Importing and associating PDF files with references
Hi,
I'm just starting out with Zotero.
I have a collection of hundreds of PDF files from various journals, and would like to associate those files with their respective bibliographic information. Is there an automatic way to do this, or am I stuck manually adding the PDF file, and dragging it to the appropriate bibliographic item?
Thanks,
-Ben
I'm just starting out with Zotero.
I have a collection of hundreds of PDF files from various journals, and would like to associate those files with their respective bibliographic information. Is there an automatic way to do this, or am I stuck manually adding the PDF file, and dragging it to the appropriate bibliographic item?
Thanks,
-Ben
Cheers,
Gal
Unfortunately there is no way to do this automatically, for the simple reason that (unless I'm wrong) there is no consistent standard for storing metadata or document IDs within PDFs. Sure, some individual article databases may have patterns,putting citation info in a human-readable format on the first or last page, for example. But (1) this has generally not been done with machine-readablitiy in mind, so it's tricky to extract, and (2) every publisher seems to do it differently. It would not be impossible to write a 'scraper' to extract unique data from a PDF, and then try to associate it with a record in Zotero, but as far as I know, no one has done it, and it there would likely have to be a different scraper for each source (database or publisher) of PDFs. As I said, not impossible, but I wouldn't hold your breath.

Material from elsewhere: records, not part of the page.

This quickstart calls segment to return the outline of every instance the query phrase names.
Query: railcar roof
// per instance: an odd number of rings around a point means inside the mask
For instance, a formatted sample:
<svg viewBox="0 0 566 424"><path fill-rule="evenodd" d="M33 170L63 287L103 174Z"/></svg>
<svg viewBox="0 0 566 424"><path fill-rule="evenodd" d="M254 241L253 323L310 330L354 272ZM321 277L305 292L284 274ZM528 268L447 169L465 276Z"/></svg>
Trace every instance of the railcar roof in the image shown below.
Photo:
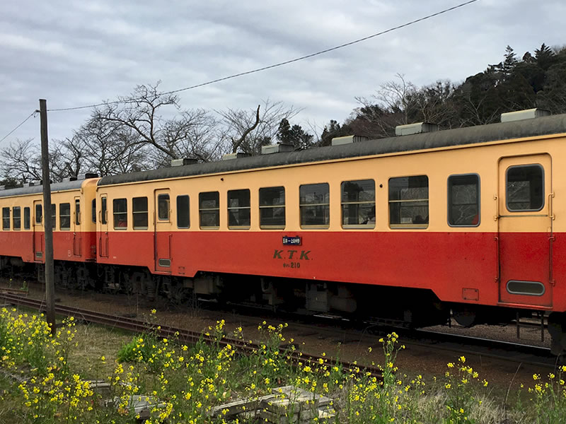
<svg viewBox="0 0 566 424"><path fill-rule="evenodd" d="M81 185L85 182L84 179L77 179L76 181L68 181L65 182L55 182L51 184L51 192L62 192L64 190L73 190L81 188ZM29 187L16 187L14 189L6 189L0 190L0 197L9 197L12 196L23 196L24 194L35 194L43 192L43 186L37 185Z"/></svg>
<svg viewBox="0 0 566 424"><path fill-rule="evenodd" d="M99 186L566 133L566 114L105 177Z"/></svg>

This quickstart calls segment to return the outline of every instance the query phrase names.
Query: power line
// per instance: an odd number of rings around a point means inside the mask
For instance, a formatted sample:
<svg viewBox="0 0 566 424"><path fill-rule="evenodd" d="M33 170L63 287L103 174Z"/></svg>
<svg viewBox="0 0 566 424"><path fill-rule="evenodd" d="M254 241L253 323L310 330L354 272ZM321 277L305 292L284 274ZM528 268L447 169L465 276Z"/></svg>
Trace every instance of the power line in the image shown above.
<svg viewBox="0 0 566 424"><path fill-rule="evenodd" d="M456 6L444 9L440 11L439 12L436 12L431 15L427 15L426 16L423 16L422 18L419 18L418 19L415 19L415 20L411 20L410 22L408 22L406 23L403 23L403 25L400 25L395 27L393 27L389 28L388 30L385 30L384 31L381 31L380 33L376 33L375 34L372 34L371 35L368 35L367 37L364 37L363 38L359 38L357 40L354 40L354 41L351 41L350 42L344 43L342 45L340 45L338 46L335 46L333 47L330 47L329 49L325 49L324 50L320 50L319 52L316 52L316 53L311 53L310 54L307 54L306 56L301 56L300 57L296 57L295 59L291 59L290 60L287 60L284 61L279 62L272 65L269 65L267 66L263 66L262 68L258 68L256 69L252 69L251 71L246 71L246 72L240 72L239 73L234 73L233 75L230 75L229 76L224 76L223 78L219 78L215 80L212 80L210 81L207 81L206 83L202 83L200 84L196 84L195 86L191 86L190 87L185 87L184 88L179 88L178 90L173 90L172 91L166 91L164 93L161 93L160 95L167 95L169 94L175 94L175 93L180 93L181 91L187 91L187 90L192 90L194 88L198 88L199 87L204 87L204 86L209 86L210 84L214 84L216 83L219 83L220 81L225 81L229 79L232 79L234 78L238 78L238 76L243 76L244 75L249 75L250 73L255 73L257 72L261 72L262 71L266 71L267 69L272 69L273 68L277 68L279 66L282 66L284 65L288 65L289 64L292 64L296 61L299 61L301 60L304 60L306 59L310 59L311 57L314 57L315 56L318 56L319 54L323 54L325 53L328 53L330 52L333 52L334 50L337 50L338 49L342 49L348 46L351 46L352 45L362 42L362 41L366 41L371 38L374 38L375 37L378 37L379 35L383 35L383 34L386 34L388 33L391 33L392 31L395 31L397 30L400 30L401 28L404 28L409 25L417 23L419 22L422 22L423 20L426 20L427 19L430 19L431 18L434 18L435 16L438 16L439 15L441 15L443 13L446 13L447 12L450 12L451 11L456 10L457 8L463 7L465 6L468 6L472 3L475 3L478 1L479 0L469 0L468 1L465 1L464 3L461 3ZM142 98L136 98L136 99L129 99L128 100L115 100L113 102L107 102L105 103L98 103L96 105L88 105L86 106L78 106L76 107L64 107L61 109L49 109L48 112L64 112L67 110L77 110L79 109L88 109L91 107L96 107L98 106L104 106L105 105L115 105L118 103L125 103L127 102L132 102L142 100Z"/></svg>
<svg viewBox="0 0 566 424"><path fill-rule="evenodd" d="M14 128L14 129L13 129L12 131L10 131L9 133L8 133L7 134L6 134L6 135L5 135L5 136L4 136L2 138L2 139L1 139L1 140L0 140L0 143L1 143L2 141L4 141L4 140L6 140L6 139L7 139L7 138L8 138L8 137L10 136L10 134L12 134L13 131L16 131L16 129L18 129L18 128L20 128L20 126L21 126L22 125L23 125L24 124L25 124L25 122L26 122L28 119L30 119L30 117L35 117L35 114L36 114L37 112L39 112L39 111L37 111L37 110L34 110L33 112L31 112L31 114L30 114L30 116L28 116L28 117L27 118L25 118L25 119L23 121L22 121L22 122L21 122L21 123L19 125L18 125L18 126L16 126L16 128Z"/></svg>

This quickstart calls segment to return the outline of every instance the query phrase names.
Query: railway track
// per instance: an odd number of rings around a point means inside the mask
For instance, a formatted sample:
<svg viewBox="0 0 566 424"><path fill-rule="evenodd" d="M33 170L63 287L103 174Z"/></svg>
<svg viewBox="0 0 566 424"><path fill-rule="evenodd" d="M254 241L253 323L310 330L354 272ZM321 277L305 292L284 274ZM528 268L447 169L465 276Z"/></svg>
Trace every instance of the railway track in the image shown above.
<svg viewBox="0 0 566 424"><path fill-rule="evenodd" d="M1 293L0 291L0 299L4 298L6 302L14 305L21 305L30 308L43 310L45 303L40 300L35 300L18 294L21 293ZM56 305L57 314L74 316L77 319L83 319L88 322L94 322L108 326L112 328L120 328L134 332L142 332L146 331L152 324L149 323L124 316L115 316L108 314L103 314L92 310L79 309L63 305ZM265 312L265 311L264 311ZM249 319L249 317L248 317ZM310 334L316 334L318 337L329 340L337 339L337 331L341 329L344 331L344 324L348 326L349 340L347 343L352 344L357 341L361 341L364 338L366 343L379 344L379 338L384 336L388 333L393 331L398 333L404 344L408 346L419 346L421 348L441 350L444 351L454 352L456 354L470 355L476 355L485 358L492 358L495 359L512 361L516 363L529 364L538 367L553 369L555 367L558 361L557 358L550 354L550 349L544 347L539 347L525 344L522 343L513 343L509 341L501 341L492 338L473 337L470 336L448 334L445 332L431 331L424 329L411 330L398 327L377 326L369 325L371 328L368 331L367 328L364 329L363 326L354 326L348 324L344 319L340 319L340 322L336 319L332 317L316 317L317 324L313 325L311 322L306 322L304 317L291 319L288 315L285 316L285 322L293 322L294 327L303 328L304 331L310 331ZM270 317L271 321L281 321L281 317ZM330 326L325 326L326 322ZM283 323L283 321L281 321ZM253 324L257 325L257 324ZM523 325L523 323L521 324ZM527 324L527 325L529 325ZM539 324L540 325L540 324ZM352 331L350 331L350 330ZM365 334L365 336L364 335ZM176 336L178 334L178 336ZM181 328L175 328L162 325L158 335L161 337L173 338L176 337L180 342L185 343L194 343L200 339L202 339L207 343L212 343L212 338L207 337L200 332L191 331ZM369 336L374 336L374 340L368 339ZM359 337L358 337L359 336ZM360 340L358 340L360 338ZM336 341L338 343L340 341ZM221 342L222 344L231 344L234 348L241 351L250 352L257 349L259 346L255 344L244 343L238 339L224 338ZM341 342L343 343L343 342ZM299 346L296 346L298 348ZM302 361L304 363L318 363L322 357L307 355L304 353L296 351L291 357L291 360L295 362ZM325 358L323 358L325 359ZM345 361L340 361L340 363L345 369L354 369L360 367L359 365L350 363ZM372 367L366 367L364 371L369 372L373 375L380 375L380 371Z"/></svg>
<svg viewBox="0 0 566 424"><path fill-rule="evenodd" d="M30 299L8 293L0 293L0 299L11 305L23 306L40 312L45 312L45 304L42 300ZM140 319L135 319L126 317L118 317L63 305L55 305L55 313L67 317L74 317L76 319L81 319L85 322L99 324L111 328L122 329L133 332L141 333L151 328L152 331L161 338L177 340L180 343L187 344L195 343L199 341L202 341L208 343L219 343L220 346L223 346L229 344L233 348L245 354L251 353L261 348L261 347L256 343L246 342L238 338L224 337L219 341L216 338L203 334L201 332L164 325L156 326L154 324ZM282 353L284 353L285 355L289 358L290 360L296 364L302 363L303 364L318 366L321 363L321 360L324 362L328 362L329 360L328 358L310 355L298 350L289 351L288 348L289 346L284 348L280 348L280 352ZM381 371L376 367L362 366L356 363L350 363L342 360L333 360L332 363L340 365L344 370L348 370L352 372L357 371L364 374L369 373L370 375L380 379L381 377Z"/></svg>

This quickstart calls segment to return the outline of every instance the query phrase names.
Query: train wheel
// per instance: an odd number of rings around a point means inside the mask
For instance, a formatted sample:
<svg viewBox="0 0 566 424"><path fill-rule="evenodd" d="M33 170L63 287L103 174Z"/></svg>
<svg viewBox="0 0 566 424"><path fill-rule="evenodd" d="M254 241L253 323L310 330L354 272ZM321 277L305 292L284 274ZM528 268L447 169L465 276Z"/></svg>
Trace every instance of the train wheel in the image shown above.
<svg viewBox="0 0 566 424"><path fill-rule="evenodd" d="M552 338L550 352L563 355L566 352L566 314L552 312L548 315L548 334Z"/></svg>
<svg viewBox="0 0 566 424"><path fill-rule="evenodd" d="M473 309L466 307L453 308L452 317L456 322L463 327L473 326L478 322L478 313Z"/></svg>

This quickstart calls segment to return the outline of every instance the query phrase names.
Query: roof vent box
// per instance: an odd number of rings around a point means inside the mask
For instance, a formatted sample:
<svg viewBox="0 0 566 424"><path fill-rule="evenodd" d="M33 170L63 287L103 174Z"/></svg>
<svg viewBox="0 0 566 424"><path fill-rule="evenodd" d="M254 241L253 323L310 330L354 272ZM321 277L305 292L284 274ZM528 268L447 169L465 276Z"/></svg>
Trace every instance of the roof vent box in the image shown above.
<svg viewBox="0 0 566 424"><path fill-rule="evenodd" d="M295 150L295 146L292 144L271 144L270 146L261 146L262 155L270 155L271 153L281 153L283 152L292 152Z"/></svg>
<svg viewBox="0 0 566 424"><path fill-rule="evenodd" d="M195 165L197 163L196 159L189 159L184 158L183 159L171 159L171 166L183 166L184 165Z"/></svg>
<svg viewBox="0 0 566 424"><path fill-rule="evenodd" d="M548 117L550 114L550 110L545 109L526 109L525 110L517 110L516 112L508 112L501 114L502 122L512 122L513 121L521 121L522 119L532 119L541 117Z"/></svg>
<svg viewBox="0 0 566 424"><path fill-rule="evenodd" d="M248 158L250 153L244 153L243 152L238 152L237 153L226 153L222 156L222 160L230 160L231 159L240 159L241 158Z"/></svg>
<svg viewBox="0 0 566 424"><path fill-rule="evenodd" d="M351 144L352 143L365 141L369 139L364 136L345 136L343 137L334 137L332 139L332 145L340 146L341 144Z"/></svg>
<svg viewBox="0 0 566 424"><path fill-rule="evenodd" d="M425 132L434 132L438 131L438 125L430 122L417 122L407 125L398 125L395 127L395 136L410 136L420 134Z"/></svg>

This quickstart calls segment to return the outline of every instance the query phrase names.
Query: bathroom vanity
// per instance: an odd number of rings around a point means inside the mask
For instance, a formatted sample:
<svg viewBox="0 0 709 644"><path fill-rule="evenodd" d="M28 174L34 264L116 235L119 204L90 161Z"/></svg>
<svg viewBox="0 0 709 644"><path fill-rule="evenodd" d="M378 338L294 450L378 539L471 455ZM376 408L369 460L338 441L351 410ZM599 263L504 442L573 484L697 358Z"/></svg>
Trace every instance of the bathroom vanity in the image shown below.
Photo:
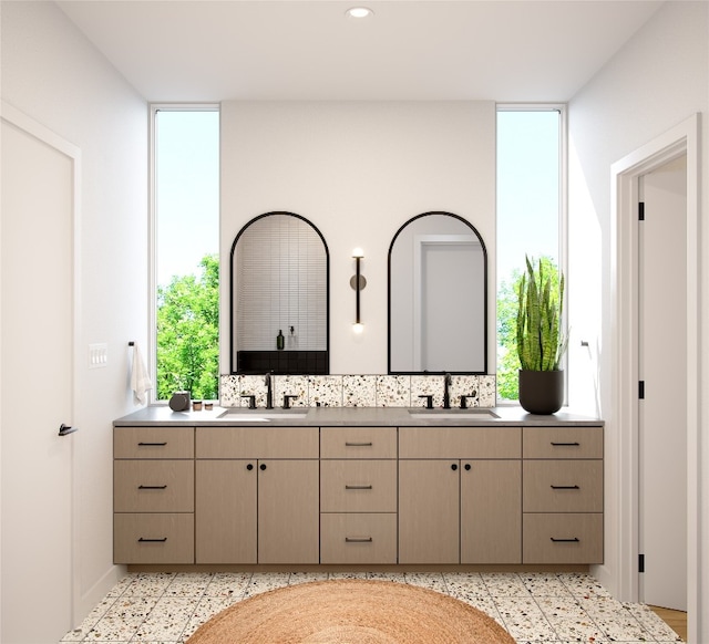
<svg viewBox="0 0 709 644"><path fill-rule="evenodd" d="M115 563L603 562L600 420L518 408L226 412L156 406L114 423Z"/></svg>

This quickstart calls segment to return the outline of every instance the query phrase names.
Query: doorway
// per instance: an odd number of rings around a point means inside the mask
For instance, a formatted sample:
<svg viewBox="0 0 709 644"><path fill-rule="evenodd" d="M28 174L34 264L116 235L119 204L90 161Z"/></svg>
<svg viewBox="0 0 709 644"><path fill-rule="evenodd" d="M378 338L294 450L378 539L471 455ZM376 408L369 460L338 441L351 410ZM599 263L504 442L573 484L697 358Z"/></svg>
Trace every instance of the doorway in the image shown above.
<svg viewBox="0 0 709 644"><path fill-rule="evenodd" d="M640 601L687 610L687 155L638 179Z"/></svg>
<svg viewBox="0 0 709 644"><path fill-rule="evenodd" d="M686 279L686 389L678 399L666 401L669 407L686 412L686 470L681 479L687 492L687 627L689 641L697 642L707 632L702 624L699 562L700 471L699 411L701 399L699 354L699 115L695 114L656 139L630 153L612 166L613 230L610 283L614 290L612 319L615 324L612 345L613 409L609 428L608 510L616 565L608 571L621 601L639 601L640 582L640 419L639 419L639 177L686 155L687 207L684 253L680 264Z"/></svg>
<svg viewBox="0 0 709 644"><path fill-rule="evenodd" d="M73 626L80 153L4 103L1 128L0 640L32 644Z"/></svg>

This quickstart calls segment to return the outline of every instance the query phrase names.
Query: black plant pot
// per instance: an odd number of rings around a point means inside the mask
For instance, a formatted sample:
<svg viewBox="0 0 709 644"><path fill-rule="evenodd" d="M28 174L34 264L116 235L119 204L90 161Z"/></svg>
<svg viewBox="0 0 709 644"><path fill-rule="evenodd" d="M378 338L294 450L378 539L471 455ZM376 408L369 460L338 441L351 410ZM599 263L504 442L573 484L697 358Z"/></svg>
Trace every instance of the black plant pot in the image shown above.
<svg viewBox="0 0 709 644"><path fill-rule="evenodd" d="M564 404L563 371L520 370L520 405L530 414L554 414Z"/></svg>

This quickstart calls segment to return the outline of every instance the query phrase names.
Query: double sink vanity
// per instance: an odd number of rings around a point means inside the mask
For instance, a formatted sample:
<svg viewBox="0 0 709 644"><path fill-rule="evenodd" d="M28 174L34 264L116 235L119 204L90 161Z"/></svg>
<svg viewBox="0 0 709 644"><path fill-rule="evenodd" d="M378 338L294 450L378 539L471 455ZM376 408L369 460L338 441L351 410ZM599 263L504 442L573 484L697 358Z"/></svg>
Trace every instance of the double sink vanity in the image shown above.
<svg viewBox="0 0 709 644"><path fill-rule="evenodd" d="M114 423L114 561L602 563L603 423L518 407L146 407Z"/></svg>

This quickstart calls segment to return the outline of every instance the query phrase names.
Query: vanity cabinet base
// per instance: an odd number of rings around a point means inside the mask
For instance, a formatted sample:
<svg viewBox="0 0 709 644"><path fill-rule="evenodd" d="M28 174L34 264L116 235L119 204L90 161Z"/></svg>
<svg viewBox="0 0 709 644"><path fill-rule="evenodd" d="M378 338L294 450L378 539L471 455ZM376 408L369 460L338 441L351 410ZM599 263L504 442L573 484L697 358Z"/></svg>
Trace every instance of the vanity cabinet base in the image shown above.
<svg viewBox="0 0 709 644"><path fill-rule="evenodd" d="M523 563L603 563L603 515L524 515Z"/></svg>
<svg viewBox="0 0 709 644"><path fill-rule="evenodd" d="M397 563L397 515L320 515L320 563Z"/></svg>
<svg viewBox="0 0 709 644"><path fill-rule="evenodd" d="M113 516L115 563L193 563L192 513L125 512Z"/></svg>

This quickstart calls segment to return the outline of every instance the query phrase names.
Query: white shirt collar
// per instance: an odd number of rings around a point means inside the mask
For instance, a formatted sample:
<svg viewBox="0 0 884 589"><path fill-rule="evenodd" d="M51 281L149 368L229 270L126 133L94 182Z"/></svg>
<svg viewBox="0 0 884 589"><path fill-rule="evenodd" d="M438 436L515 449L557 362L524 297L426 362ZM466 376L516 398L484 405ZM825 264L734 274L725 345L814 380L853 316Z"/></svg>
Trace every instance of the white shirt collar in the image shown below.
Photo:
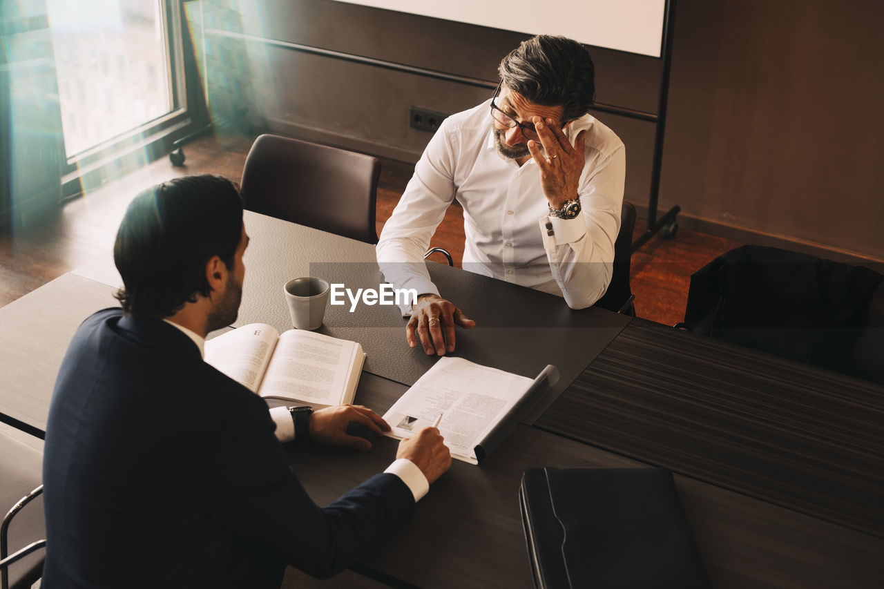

If you do drag and drop, it helps a lot to have 2 monitors, and to set things up so that you can preview the PDF and still see its filename in a file manager (for dragging). You can keep Zotero's advanced search box open as well, (to search for authors' names, for example), and if I remember right, you can drag straight to it. It's mildly painful, but only for the time it takes. I can probably do 20 an hour, more if all the items are in my database already.
In addition, if you have any older scanned PDFs which don't have a searchable text layer, (and if full text searching is really of value to you), you might want to find a friend with Adobe Acrobat pro, and run your PDFs through its OCR function, which can apparently be automated. Find the procedure here:
http://www.acrobatusers.com/forums/aucbb/viewtopic.php?id=14400
Cheers.
There are other programs that can interact with PDFs directly. A popular recipe is to search the PDF for a string that looks like an identifier (DOI, PMID, arXiv ID, etc.) & then look up information for that match. Obviously, this doesn't work with EVERY pdf, but it works with many of them. Other programs HAVE tackled the problem of using heuristics to identify non-standardized, human-readable text in PDFs too (a good example is the way CiteSeer parses bibliographies). This process benefits from having a database of other documents, so it may be better as a longer-term goal for the server. gscan2pdf is a free/open source alternative on linux that can use OCR. See sybille's notes.
Never tried it - YMMV- let everyone on the forum know if it works. This seems to be a common problem.
just see here
http://www.zotero.org/support/retrieve_pdf_metadata
If I manually find the DOI of a document, is there a way to say to Zotero "THIS is the DOI for THIS document, go find its metadata"? This is actually a very simple feature, but I can't manage to find it in this software. Thanks in advance for any help you may provide.